Oh, and it's sweet and funny too. Hit the jump to find out why...
Toy Story 3 may complete a trilogy that began an astonishing 15 years ago, but there's certainly no let up in the extraordinary imagination and technical prowess on show. There's also a strange, but entirely fitting, seam of melancholy that runs throughout; but it's still a funny, genuinely-entertaining movie for all the family. The gags come thick and fast - Buzz's 'Spanish' factory setting a particular highlight – but what really makes them work is that we actually care for these ridiculous chunks of plastic. Disney and Pixar pull off the near-impossible and make us all remember our favourite toys from childhood, and just how much they meant to us.
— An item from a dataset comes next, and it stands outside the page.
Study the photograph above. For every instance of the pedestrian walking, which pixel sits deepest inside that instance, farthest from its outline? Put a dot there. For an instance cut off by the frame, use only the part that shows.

On to the plot, the film is a fantastic, fun and action-packed prison movie, with nods to just about every section of the genre you can think of. Great Escape-style tunnelling rubs shoulders with Alcatraz-esque vents, sirens and sweeping lights, setting up a series of ever-escalating and complex escape manoeuvres that thrill and amuse in equal measure.
That's not to say the film is entirely old fashioned, however, with a thread of Matrix-like metaphysics at work; particularly in an incredibly-tense trash-dump escapade. Trapped on a crushing conveyor belt and fast heading towards a furnace, the toys realise there's no escape. So, they bottle it up and hold hands, resolute about going out together. It's one of the scariest, and most-touching moments in the film, and a real tribute to the animators that they manage to cram so much emotion into those CGI faces. At this point, I genuinely thought the cast were going to perish; but their escape, when it comes, casts a striking light onto the importance of faith as well.